Former Vice President of FPCCI Atif Ikram Sheikh on Monday expressed concern over
decreasing foreign exchange reserves.
The export, remittance, and investment situation is also worrying calling for urgent
measures to stabilize the economy to prevent further weakening of the rupee, he said.
Talking to businessmen, he said that full focus on reducing the current account deficit
alone cannot improve the situation.
Atif Ikram Shaikh, who has also been the former chairman of PVMA, said that exports
and remittances are decreasing due to the gas crisis, inflation, and recession in western
countries.
The reason for the decrease in domestic and foreign investment is political instability
which is a great source of distress among businessmen,
He said that to the decrease in foreign exchange reserves, the rupee continues to weaken,
so the government will have to try to increase exports and decrease imports.
Due to the ravages of floods, the government will have to import wheat, cotton, and other
food items on a large scale, which will widen the current account deficit, he said.
He observed that the textile industry earned nineteen billion dollars in foreign exchange
last year and this year it needs cotton or its income will fall.
He said that oil prices in the international market are gradually declining; however, the
sitting government should pass on the benefit to the consumers.

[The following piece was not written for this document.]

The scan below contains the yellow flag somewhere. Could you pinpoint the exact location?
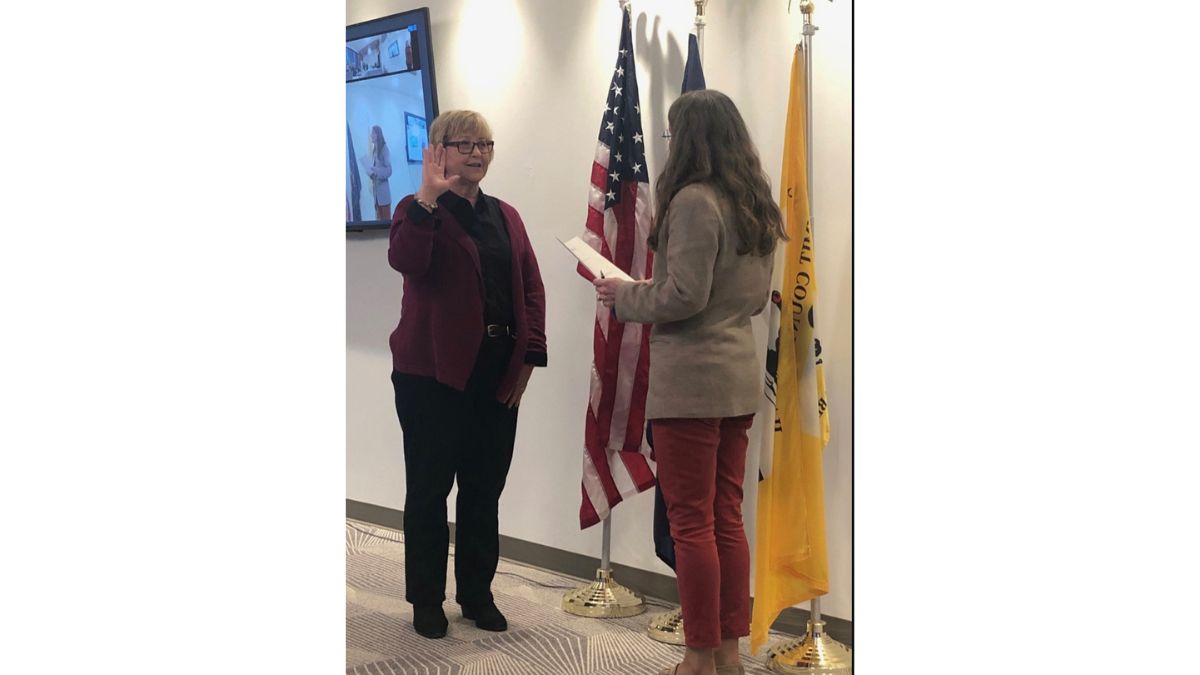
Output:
[750,46,829,651]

Oil price was $94 per
barrel in the first week of November and now it has reduced to $74 per barrel.
Consumers are being taxed by Rs36 billion of Petroleum Development Levy, inflation
(CPI) rose to 23.6 percent with the core inflation at 14.5-18.5 percent, and the inflation is
likely to go up further, as the government has decided to increase gas prices and impose
more taxes, as the government is running short on revenues.
The government’s debt payments will increase as the SBP has increased the discount rate
by 100 basis points and the IMF is also demanding additional taxes of Rs.800 billion, he
mentioned.
He urged the government to provide relief to the people and immediately restart incentive
schemes.
He noted that exports may further hurt as exporters’ LC for raw materials and
intermediate goods are not being opened due to a shortage of reserves.